Fragt man nach der Werbeerinnerung («Für welche Auto/TelCo-Marke haben Sie in den letzten 4 Wochen Werbung gesehen / gehört»), verstärkt sich der Recall-Effekt sogar noch: Die Radiowerbung führt zu einem positiven Ausschlag von 100 auf 123 Indexpunkte, in Kombination mit TV-Werbekontakten steigt der Wert auf 169 (TV solo: 121).
Den radiotypischen «Kino im Kopf»-Effekt untermauert die Frage nach dem Medium, auf dem die Befragten die Werbung gesehen oder gehört hätten: überproportional viele Leute geben an, den Spot im TV gesehen zu haben – obwohl sie aufgrund ihres Medienkonsums nur im Radio Kontakt mit dem Werbemittel gehabt hatten.

Gehört – gekauft?


Abverkauf – ein Heimspiel für Radio: Beim Vergleich verkaufsrelevanter Impulse wie «reizt mich zum Kauf» oder «weckt meine Neugier» schneidet Radio durchs Band besser ab als TV.
Und auch die Frage «Können Sie sich vorstellen, das beworbene Produkt zu kaufen?» beantworten die Probanden zugunsten des Werbeträgers Radio: der gemittelte Wert über alle Kampagnen hinweg steigt um 11%, im besten Fall gar um 22% (TV: 9 bzw. 12%).
Bei der Spotqualität hingegen gibt’s Luft nach oben: auf einer Skala von 1-10 landen die Radiospots zwischen 5.3 und 4.01 …

Ab in die Praxis


«Nebst den starken Verkaufsargumenten für Radio freue ich mich über neue Erkenntnisse, mit welchen wir Schritt für Schritt unsere bestehende Planung verfeinern können», sagt Hans Lackner, Leiter des Radioplaner-Teams bei der srw. Obwohl die Datenlage nach den ersten zwei Wellen mit 12 Kampagnen nur beschränkt Schlussfolgerungen zulässt, kann am Beispiel Autowerbung eine konkrete Anwendungsmöglichkeit abgeleitet werden:
- Weil die ungestützte Werbeerinnerung im Auto am höchsten ist, macht es Sinn, während der Drive-Time die entsprechende Zielgruppe auf die Marke oder ein neues Modell aufmerksam zu machen.

- Die Kaufbereitschaft hingegen ist im Büro am höchsten. Zusammen mit der Tatsache, dass Radio im Büro zwischen 10 und 13 Uhr eine Reichweite von 25% erreicht und 45% der Audionutzung über webbasierte Kanäle erfolgt, macht eine Verlängerung der Kampagne auf Digital Audio (bspw.

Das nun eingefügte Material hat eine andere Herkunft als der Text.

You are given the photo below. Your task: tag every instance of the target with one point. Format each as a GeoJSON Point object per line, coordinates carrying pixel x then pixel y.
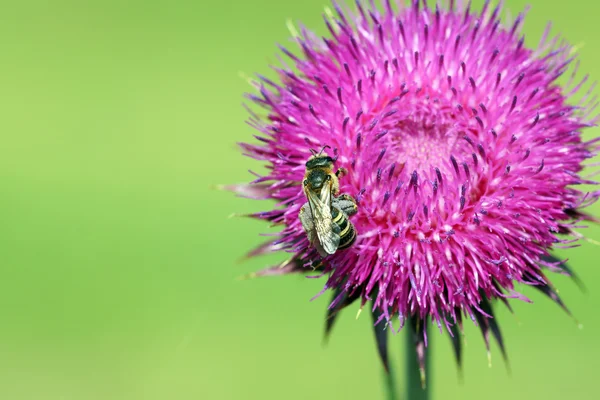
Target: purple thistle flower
{"type": "Point", "coordinates": [462, 152]}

Webradio, Spotify) Sinn. Zumal diese Plattformen den Medienbruch eliminieren und somit den Aufwand für einen Besuch auf der Website des Automobilherstellers auf einen simplen Mausklick reduzieren.

- Für den Einsatz von Digital Audio spricht zudem die durchschnittlich 8% höhere Kaufbereitschaft von IP-Audio-Hörern im Vergleich zu Nutzern der klassischen Radiokanäle.

Fazit: Es gibt noch viel zu entdecken


Um die begonnene Radio-Werbewirkungsforschung nicht nur in der Gattungswerbung, sondern auch für den Kunden gewinnbringend in der Planung von Kampagnen einzusetzen, muss das Zahlenmaterial mit weiteren Befragungswellen angereichert und die Auswertung zu den Rohdaten vereinfacht werden. Der Aufwand dürfte sich lohnen – die ersten Resultate sind vielversprechend.